John Bailer So you know, when I was reading this, I mean, it's, it's funny, because I wrote down journal FOMO comments. Because it's, it seems like there's this kind of real incentive to try to get the attention that will get you the, you know, the coverage and the times, I mean, so it's, it's kind of this incentive process, and I like how you, you kind of explored this with the, the idea of these these motivations, the journal motivations, like as you noted it as sort of fairness and open mindedness and, and not censoring this but, but this this idea of, well, you want to make sure that you you get out there and get this claim, just in case it's there because it's going to bring your journal a lot of attention.

Andrew Gelman I'll also say I agree, but I don't want to frame it as like the journal editor being kind of greedy for fame or whatever. It's more that it's a combination of factors that reinforce each other, but part of it is a kind of bending over backward, like, Oh, this is so ridiculous. Like, like I really shouldn't be unfair to it. And, and that's where it's like there's a kind of, again, you get these kinds of asymmetries because there are all sorts of ridiculous things that they don't publish. Like, it's what, who decides what, what's the ridiculous thing?

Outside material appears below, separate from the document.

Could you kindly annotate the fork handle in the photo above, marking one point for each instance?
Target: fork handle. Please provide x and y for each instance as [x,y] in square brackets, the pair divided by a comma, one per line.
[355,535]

John Bailer Um, so let me let me follow up with so you also commented and step through kind of the refutation based on kind of this empirical exploration as well as its kind of methodological, you know, kind of, you know, kind of deep kind of careful look and review is that is, you know, at what level you could be a sign of science working. But, but in some sense, I never think that that kind of refutation ever gets the attention, that the splash that the incorrect splash, does.

Andrew Gelman Yeah, the, well, the reputation gets less attention, these kinds of studies. It hardly matters because not many people were believing in ESP and Bible Code, or if they were they weren't really doing anything with it, except believing it. A lot of people passively believe in, in biblical fundamentalism and extrasensory perception, and I looked it up surveys say 45% of Americans say they believe in ghosts. 65% believe in the supernatural and 65% believe in God. And so like, you know, you can, like people believe in things that there's disputed evidence for, and people believe in things that aren't explained by the usual laws of physics. But it's reputation doesn't matter, because like, someone's going to not stop believing in ghosts, just because you shot down some particular ghost, right?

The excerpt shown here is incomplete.